Clearly, Bonds was the story of the day, with a swelling media assemblage – likely the Mets' largest since Opening Day – dispatched to the ballpark to record his every move and utterance.
There was plenty of the latter, as Bonds embarked on a rambling, 45-minute group interview in which he addressed his desire to retire after the 2005 season, his ongoing situation with the BALCO investigations and his love-hate (heck, who are we kidding?) affair with the baseball news media.
With a nasally Bonds spewing out one abstract quote after another, it was easy to get lost in his world and ignore the Mets altogether.

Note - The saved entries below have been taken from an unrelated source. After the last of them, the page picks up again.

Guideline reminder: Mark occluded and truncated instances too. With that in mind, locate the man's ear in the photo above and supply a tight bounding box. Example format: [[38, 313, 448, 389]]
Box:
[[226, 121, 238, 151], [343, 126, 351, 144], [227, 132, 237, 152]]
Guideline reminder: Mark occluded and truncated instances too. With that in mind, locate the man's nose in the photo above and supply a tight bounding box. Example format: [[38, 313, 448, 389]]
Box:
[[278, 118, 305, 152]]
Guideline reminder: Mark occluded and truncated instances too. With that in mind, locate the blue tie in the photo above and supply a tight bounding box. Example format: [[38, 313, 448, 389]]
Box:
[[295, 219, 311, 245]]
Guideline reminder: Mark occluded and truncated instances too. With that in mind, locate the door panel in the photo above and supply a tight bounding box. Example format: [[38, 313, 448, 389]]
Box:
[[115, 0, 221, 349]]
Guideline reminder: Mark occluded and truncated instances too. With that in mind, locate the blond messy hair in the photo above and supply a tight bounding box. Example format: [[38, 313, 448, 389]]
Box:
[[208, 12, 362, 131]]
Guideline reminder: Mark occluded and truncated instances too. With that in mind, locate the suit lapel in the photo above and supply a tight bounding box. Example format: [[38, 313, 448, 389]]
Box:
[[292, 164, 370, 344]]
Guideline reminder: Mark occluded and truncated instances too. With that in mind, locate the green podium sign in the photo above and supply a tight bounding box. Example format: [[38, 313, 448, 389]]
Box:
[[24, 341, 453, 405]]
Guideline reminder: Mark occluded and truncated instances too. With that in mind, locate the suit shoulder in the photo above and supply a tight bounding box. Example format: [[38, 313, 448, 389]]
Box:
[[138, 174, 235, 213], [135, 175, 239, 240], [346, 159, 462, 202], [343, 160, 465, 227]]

That would have been a mistake, as Trachsel's mastery on the mound and offensive surges from Kaz Matsui, Jason Phillips and Mike Cameron made it a fine night at the ballpark, Bonds or no Bonds.
After battling a sore wrist on a sluggish road trip, Matsui got hot with a 3-for-5 night, while Phillips continued to fight his slow start with a 2-for-3 showing, including two RBI. In the sixth inning, Cameron cracked his first Shea Stadium home run, a two-run shot off of losing pitcher Brett Tomko.
"It's a long ways out there," Cameron said. "I was halfway around the second base bag before I realized it was outta here."
The blast gave the Mets a 3-2 lead and sparked a four-run inning that chased Tomko to the showers. Cameron – unaware of the hyperactive theatrics Red Sox outfielder Manny Ramirez was simultaneously putting on in Cleveland during Boston's 7-6 loss to the Indians – made no secret of his enthusiasm for the bases-clearing blast.
"You get a big hit, it's OK to be excited about it," Cameron said. "It's still a game. It ain't that tough: just go out and try to have some fun."
Still, while the paid crowd of 30,532 was treated to a tight Mets effort (and two errors by one-time Met Edgardo Alfonzo – a rare sight in itself, if you recall Alfonzo's place in the 1999 ‘Greatest Infield Ever'), they missed out on seeing the great Bonds set foot into the batters box.
Bonds did approach home plate during batting practice, clutching his piece of lumber, but was intercepted by This Week In Baseball's Jennie Finch, who – wearing a Mets jersey with her familiar No. 27 – chatted up the superstar for nearly 30 minutes.
In case you were wondering, the Mets aren't going to give out refunds just because Barry needs a few Kleenex. For the moment, it's Finch 1, Fans 0.
Will Barry take the field tonight, or at all during this series? Only time will tell, but this is the first time the 39-year-old slugger can ever remember missing a series due to a cold.
All bets are off, but you can be sure that at least two Mets – neither of them named Jae Seo, tonight's starting pitcher – are hoping Bonds can pop a couple of pills (of the over-the-counter kind, of course) and satisfy those hungry eyes.
"He's a god," Phillips said. "You have superstars, and then there's Barry Bonds."
"Man, I want to see him play," Cameron added. "I don't care what he does, as long as we get the victory."